Festival of Lights now open at VanDusen Botanical Garden

Remy gave us the lowdown on the top 5 holiday light displays in Vancouver including the much-anticipated annual Festival of Lights, open December 9 to January 2, at VanDusen Botanical Garden. For Vancouverites, peeping VanDusen’s Festival of Lights is a Christmas tradition as essential as cookie baking and carol singing. The verdant Vancouver hideaway is transformed into festive, twinkly eye candy with 1.4 million bulbs, most of them now energy-saving LED.

The Festival of Lights also features daily shows including Dancing Lights on Livingstone Lake, Santa at Santa’s Living Room and choir concerts. Get the details after the jump.

Sparkle overview

When you wander the glowing garden you’ll see that the gajillion lights (1.4 million to be exact) adorning the foliage have been intricately arranged and choreographed by a devoted team of gardeners/designers. As a result, the Festival of Lights includes jaw-droppers like the Dancing Lights shows–carefully orchestrated flickering that rivals fireworks–and creatively lit walkways including an enlarged Gingerbread Wood (3x the size of last year) and Candy Cane Lane.

Dancing Lights on Livingstone Lake: starting at 4:30 p.m. daily

There are two Dancing Light shows—one show on the half hour and a different one at the top of the hour, repeating in sequence throughout the evening. The one at the half  hour (4:30, 5:30, etc.) is set to traditional arrangements of seasonal carols. The show at the top of the hour (5, 6, etc.) is set to Glee and will knock your socks off. The last Dancing Lights performance is at 9 p.m. every night.

Santa’s Living Room: Dec. 9 – 24, with Santa appearances 5:30, 6:30, 7:30, 8:30 p.m.

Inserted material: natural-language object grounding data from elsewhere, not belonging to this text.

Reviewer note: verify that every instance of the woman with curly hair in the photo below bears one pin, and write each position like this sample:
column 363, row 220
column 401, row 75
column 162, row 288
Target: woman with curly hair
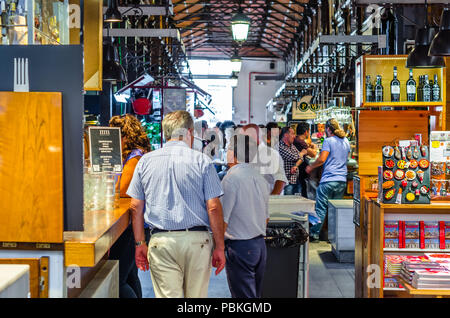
column 135, row 143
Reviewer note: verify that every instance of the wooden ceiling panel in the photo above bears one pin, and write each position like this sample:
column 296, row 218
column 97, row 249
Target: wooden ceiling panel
column 206, row 26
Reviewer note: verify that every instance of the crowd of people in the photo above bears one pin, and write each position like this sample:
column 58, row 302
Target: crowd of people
column 201, row 201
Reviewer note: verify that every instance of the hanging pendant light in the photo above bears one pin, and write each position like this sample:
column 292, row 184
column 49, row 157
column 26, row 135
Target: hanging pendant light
column 112, row 70
column 234, row 79
column 240, row 25
column 418, row 58
column 440, row 46
column 112, row 14
column 236, row 63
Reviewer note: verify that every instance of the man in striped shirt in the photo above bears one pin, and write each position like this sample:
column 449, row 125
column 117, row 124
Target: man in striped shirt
column 180, row 189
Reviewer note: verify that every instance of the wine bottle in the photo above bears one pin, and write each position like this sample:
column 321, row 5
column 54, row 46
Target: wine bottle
column 395, row 87
column 436, row 90
column 411, row 88
column 426, row 90
column 379, row 90
column 369, row 90
column 420, row 89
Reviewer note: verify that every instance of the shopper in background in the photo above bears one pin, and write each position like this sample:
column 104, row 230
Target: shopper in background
column 180, row 190
column 227, row 129
column 268, row 161
column 292, row 159
column 302, row 141
column 246, row 213
column 135, row 143
column 334, row 156
column 272, row 135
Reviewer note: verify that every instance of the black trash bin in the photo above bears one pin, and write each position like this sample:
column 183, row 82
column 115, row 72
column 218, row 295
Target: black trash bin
column 284, row 242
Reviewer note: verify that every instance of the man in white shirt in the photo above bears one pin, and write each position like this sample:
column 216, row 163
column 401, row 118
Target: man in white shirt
column 268, row 162
column 246, row 213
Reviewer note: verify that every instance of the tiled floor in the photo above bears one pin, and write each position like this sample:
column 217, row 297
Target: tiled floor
column 327, row 277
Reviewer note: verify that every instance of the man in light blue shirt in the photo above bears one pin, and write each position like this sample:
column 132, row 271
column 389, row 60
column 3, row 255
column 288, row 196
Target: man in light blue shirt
column 334, row 156
column 180, row 189
column 246, row 212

Santa’s a busy guy, but he’s made time to appear four times daily at the Festival of Lights. After you bend his ear with your wish list, head next door to Mrs Claus’ Kitchen and warm up with a mug of hot chocolate paired with a treats like kettle corn or her fresh-baked apple-walnut-cranberry turnovers.

Svend and Jens

Svend and Jens, Scandinavian Christmas elves (also called julenissen) will appear nightly in the Centre Court. In Scandinavian tradition, these guys aren’t magnanimous grandpa figures like St. Nick. They’re naughty gnomes with a red peaked cap that demand a bowl of sweet porridge on Christmas Eve. In return, you get good luck for the year.

Community choir concerts on the Deck

Stroll and enjoy tunes from live choral talent every night. The nightly schedule is available here.

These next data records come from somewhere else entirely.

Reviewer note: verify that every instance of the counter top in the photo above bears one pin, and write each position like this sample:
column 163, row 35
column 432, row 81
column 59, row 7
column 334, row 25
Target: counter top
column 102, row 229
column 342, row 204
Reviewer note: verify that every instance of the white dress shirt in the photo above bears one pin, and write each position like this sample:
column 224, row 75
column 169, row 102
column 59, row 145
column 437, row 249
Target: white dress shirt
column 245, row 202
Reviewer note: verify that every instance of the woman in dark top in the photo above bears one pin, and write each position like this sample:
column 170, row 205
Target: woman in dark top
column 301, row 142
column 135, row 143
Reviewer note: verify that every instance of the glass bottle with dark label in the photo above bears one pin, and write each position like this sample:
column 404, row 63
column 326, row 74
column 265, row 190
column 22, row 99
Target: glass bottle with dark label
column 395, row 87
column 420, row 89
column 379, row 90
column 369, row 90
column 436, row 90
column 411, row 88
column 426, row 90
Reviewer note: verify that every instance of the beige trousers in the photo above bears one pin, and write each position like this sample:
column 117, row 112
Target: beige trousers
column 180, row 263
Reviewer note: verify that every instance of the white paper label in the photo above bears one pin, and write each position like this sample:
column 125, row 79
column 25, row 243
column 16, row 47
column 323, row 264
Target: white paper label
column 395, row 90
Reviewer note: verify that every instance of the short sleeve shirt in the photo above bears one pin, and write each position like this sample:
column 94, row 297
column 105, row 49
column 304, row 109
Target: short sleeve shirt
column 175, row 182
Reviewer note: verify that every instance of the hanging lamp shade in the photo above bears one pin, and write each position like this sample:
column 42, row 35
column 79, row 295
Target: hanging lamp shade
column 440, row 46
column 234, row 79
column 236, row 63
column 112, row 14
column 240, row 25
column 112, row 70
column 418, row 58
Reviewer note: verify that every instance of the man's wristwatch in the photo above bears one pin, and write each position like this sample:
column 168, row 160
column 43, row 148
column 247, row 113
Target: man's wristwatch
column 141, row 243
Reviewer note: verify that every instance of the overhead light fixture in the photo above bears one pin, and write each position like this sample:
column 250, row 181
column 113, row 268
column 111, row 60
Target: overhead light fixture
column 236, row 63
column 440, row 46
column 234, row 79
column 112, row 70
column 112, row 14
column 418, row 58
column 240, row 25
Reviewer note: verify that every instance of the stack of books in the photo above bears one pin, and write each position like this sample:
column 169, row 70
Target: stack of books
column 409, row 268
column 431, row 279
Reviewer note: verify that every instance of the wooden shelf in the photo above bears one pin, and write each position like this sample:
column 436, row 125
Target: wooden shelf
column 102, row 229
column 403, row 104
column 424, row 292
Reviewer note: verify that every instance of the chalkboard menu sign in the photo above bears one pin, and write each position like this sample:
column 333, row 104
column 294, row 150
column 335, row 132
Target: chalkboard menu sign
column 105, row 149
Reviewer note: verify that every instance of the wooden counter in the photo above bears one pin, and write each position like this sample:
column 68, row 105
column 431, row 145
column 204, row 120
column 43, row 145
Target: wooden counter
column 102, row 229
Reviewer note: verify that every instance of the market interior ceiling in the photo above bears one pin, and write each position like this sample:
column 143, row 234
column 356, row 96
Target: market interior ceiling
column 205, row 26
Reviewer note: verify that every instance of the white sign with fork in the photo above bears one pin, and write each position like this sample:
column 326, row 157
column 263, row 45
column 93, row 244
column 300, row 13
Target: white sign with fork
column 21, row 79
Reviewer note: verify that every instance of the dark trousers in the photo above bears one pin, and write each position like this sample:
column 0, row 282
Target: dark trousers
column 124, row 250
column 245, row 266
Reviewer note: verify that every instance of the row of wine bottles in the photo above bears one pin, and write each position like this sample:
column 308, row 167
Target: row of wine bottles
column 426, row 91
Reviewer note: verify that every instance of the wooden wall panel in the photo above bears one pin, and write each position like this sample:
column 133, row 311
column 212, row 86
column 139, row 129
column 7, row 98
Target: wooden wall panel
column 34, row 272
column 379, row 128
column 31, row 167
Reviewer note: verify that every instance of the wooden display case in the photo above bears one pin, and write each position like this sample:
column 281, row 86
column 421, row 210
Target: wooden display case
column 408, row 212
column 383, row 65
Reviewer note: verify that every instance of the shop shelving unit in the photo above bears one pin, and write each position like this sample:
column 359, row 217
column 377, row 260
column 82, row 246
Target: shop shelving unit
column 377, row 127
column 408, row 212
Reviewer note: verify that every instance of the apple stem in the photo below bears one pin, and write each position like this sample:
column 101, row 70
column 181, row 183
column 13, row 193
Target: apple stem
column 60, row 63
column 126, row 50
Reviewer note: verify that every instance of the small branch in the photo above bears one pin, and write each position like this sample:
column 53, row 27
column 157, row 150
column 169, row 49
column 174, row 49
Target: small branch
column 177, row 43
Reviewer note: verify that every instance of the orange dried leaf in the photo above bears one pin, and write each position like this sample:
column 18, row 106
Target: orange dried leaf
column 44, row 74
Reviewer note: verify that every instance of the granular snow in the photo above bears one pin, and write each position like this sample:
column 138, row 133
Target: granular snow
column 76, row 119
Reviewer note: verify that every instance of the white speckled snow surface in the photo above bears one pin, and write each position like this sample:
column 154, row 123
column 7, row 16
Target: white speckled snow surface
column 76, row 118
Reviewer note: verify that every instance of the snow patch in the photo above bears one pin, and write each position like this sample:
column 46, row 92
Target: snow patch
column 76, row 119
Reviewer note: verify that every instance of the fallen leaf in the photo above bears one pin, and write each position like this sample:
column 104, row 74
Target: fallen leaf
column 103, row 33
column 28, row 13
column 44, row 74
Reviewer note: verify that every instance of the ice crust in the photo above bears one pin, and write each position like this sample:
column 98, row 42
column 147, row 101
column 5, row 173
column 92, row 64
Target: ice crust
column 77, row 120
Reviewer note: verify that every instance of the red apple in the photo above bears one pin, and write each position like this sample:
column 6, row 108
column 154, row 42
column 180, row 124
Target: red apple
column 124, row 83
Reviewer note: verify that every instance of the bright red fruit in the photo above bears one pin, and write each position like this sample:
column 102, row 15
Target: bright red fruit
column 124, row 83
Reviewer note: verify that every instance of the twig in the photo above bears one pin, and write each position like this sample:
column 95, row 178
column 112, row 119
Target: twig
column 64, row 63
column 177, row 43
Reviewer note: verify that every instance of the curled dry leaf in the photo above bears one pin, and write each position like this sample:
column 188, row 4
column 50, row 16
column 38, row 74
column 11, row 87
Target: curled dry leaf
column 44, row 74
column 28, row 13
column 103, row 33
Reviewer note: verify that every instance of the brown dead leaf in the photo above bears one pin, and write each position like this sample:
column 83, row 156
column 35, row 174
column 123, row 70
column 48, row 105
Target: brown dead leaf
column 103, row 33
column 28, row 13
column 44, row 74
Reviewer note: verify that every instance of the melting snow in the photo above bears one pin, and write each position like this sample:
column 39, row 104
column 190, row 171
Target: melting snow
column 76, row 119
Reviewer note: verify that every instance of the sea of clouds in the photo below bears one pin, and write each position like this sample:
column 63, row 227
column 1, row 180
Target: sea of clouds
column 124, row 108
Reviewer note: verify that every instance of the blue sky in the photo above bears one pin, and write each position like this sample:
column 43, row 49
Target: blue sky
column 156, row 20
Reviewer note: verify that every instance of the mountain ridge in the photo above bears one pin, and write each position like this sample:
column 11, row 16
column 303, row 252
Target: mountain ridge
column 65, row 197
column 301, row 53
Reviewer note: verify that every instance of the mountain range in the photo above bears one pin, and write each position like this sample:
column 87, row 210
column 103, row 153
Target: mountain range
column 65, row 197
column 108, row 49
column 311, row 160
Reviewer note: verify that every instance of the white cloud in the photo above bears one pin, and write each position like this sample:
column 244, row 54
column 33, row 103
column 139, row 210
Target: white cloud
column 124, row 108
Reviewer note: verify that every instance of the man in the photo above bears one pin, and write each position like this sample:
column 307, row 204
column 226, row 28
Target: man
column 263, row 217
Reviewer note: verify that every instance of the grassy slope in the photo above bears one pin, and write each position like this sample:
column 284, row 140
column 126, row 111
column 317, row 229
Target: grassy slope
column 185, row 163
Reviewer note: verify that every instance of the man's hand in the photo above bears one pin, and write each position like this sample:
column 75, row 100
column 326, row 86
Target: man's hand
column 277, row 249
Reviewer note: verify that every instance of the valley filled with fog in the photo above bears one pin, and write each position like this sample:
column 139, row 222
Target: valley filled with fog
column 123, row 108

Festival of Lights for foodies

In addition to the option of a posh sit-down dinner at Shaughnessy Restaurant (reservations recommended) there’s plenty of casual, seasonal fare scattered around. Dr. Waffle is serving up fresh-made sweet and savoury waffles, home-made chicken soup and real apple cider. Mrs Claus’ Kitchen next to Santa’s Living Room is open, as I mentioned above. Dr. Waffle’s Gingerbread Hut has giant, peppery-sweet German gingerbread cookies and spiced nuts. Save room for Mr. Ken’s Donuts, a perennial fave in the Perennial Garden. There’s also Whistler Wood-Fired  Pizza Company pizzas by the slice and whole, baked on site.

Schedule tickets

The VanDusen Festival of Lights, a Vancouver Christmas tradition, runs 4:30 to 9 p.m. every night, December 9, 2011 through January 2, 2012, except December 25th when the Garden is closed. You can buy tickets in advance at TicketsTonight, the Garden Shop at the park, or just get your tickets at the gate. Adults (19-65) are $13.50; 
seniors (65+) and youth (13-18) are $10; children (3-12) are $7.50
; children under age 3 are free
; families (2 adults + 2 children age 18 and under) are $31.